Private capital needed to fund required infrastructure

Unlocking investment from the private sector is necessary for Myanmar to fund its building of transport infrastructure, speakers at a construction sector forum said. Bankability and risk-sharing would be the two key criteria to incentivise businesses to take part.

Recently, the European Chamber of Commerce Myanmar (EuroCham) held the first construction forum in Yangon. The event provided an update on progress and trends in the construction industry, and came after London-based consulting firm Fitch Solutions Macro Research downgraded its growth forecast for Myanmar’s construction industry, saying economic reforms which would boost infrastructure development had been knocked off course due to the Rakhine crisis.

However, many in the industry remain positive, especially with the release of the Myanmar Sustainable Development Plan 2018-30 and launch of the “project bank” which lists the infrastructure projects prioritised by the government.

Johannes Golüke, senior consultant from Roland Berger, highlighted the current imbalance in the sources of foreign direct investments (FDI). He noted a shift of Myanmar’s approved FDI from European countries towards China in recent years. In 2014-5, FDI from the UK amounted to $800 million and $510 million from China. Last year saw China pouring in $1.5 billion compared to $210 million from Britain.

While noting that European businesses should continue to focus on quality and sustainability of infrastructure projects, he added that “investments need to be incentivised.”

According to the business survey conducted by Roland Berger, the majority of companies indicated that transport infrastructure, stable electricity and transparency in policy-making are crucial for economic growth.

Transport connectivity, in particular, still has a long way to go for Myanmar to catch up with regional economies. For example, there are less than 64 kilometres of paved roads per thousand kilometres in the country.

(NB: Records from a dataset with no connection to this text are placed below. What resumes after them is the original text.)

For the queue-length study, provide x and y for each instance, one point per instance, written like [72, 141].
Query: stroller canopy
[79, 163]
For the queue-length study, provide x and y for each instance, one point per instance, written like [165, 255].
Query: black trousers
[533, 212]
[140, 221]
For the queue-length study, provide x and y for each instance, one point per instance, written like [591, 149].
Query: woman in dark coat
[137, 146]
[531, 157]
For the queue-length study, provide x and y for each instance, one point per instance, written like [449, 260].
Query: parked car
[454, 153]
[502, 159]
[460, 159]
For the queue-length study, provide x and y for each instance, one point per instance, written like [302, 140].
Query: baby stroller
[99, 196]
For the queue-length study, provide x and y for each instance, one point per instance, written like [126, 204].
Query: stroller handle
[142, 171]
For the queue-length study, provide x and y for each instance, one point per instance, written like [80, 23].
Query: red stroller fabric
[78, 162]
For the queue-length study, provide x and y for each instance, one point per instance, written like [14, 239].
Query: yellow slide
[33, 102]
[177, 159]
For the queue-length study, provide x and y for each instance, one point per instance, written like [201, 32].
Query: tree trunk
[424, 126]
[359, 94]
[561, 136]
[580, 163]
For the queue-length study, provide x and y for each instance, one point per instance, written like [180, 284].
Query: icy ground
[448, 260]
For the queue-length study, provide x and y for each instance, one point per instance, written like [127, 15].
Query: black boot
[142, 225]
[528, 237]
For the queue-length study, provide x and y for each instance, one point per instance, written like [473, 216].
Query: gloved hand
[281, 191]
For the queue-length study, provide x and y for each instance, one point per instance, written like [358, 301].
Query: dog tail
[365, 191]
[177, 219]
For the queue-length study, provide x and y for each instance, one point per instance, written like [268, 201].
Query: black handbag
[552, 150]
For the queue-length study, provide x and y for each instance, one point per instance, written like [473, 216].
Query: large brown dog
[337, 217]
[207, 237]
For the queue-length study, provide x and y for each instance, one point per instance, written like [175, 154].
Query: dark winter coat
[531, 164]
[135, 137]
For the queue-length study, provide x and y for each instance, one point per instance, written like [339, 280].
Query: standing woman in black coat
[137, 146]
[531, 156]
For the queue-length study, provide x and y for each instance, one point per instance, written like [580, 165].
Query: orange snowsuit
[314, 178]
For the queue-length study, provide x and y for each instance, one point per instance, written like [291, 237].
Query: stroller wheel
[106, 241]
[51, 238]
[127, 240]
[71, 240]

According to the Asian Development Bank , Myanmar infrastructure investments have an estimated gap of $120 billion until 2030.

World Bank’s indicator on assessing countries’ logistics environment also showed the country’s deficiency on this front. The Logistics Performance Index has placed Myanmar at 137 out of 160 in 2018, dropping from 113 in 2016.

Based on the Myanmar government’s National Transportation Master Plan, approximately $27 billion would be needed to improve the transport infrastructure until 2030.

With such demand, “the government cannot be the answer for the financing problem to improve the transportation infrastructure,” said Mr Goluke, it lacks sufficient funds even if it relies on donor countries for sponsoring major infrastructure projects.

Nevcan Güngör, Shwe Taung’s chief investment officer, said that in this regard, Public Private Partnerships (PPP) have a role to play in financing and enabling better infrastructure. The PPP framework is very important as the union budget is not sufficient in financing such infrastructure needs.

For example the 2018-19 budget allocated just $5 billion for infrastructure out of the $16 billion in total funds, said Mr Golüke.

The government issued a notification last November, announcing that a PPP Centre under the finance ministry will strengthen capacity within government departments to identify, develop, procure, implement and monitor the projects, he went on. It will also be responsible for developing criteria on which government support might be provided for PPP projects, such as government guarantees or viability gap funding.

Mr Golüke, however, indicated the limitations of PPPs as over 55 percent of such contracts globally are renegotiated after 3.1 years on average. Without clear legal frameworks and guidelines and adequate risk sharing mechanisms, he warned, PPPs have the potential to deteriorate public perceptions towards such kinds of projects. However, the PPP centre proposed by the government is set to address some of the flaws already seen in other countries.

“If financing and planning [are] set out in the right way, we actually believe that Myanmar has the potential to become the number one logistics hub in the region,” he said.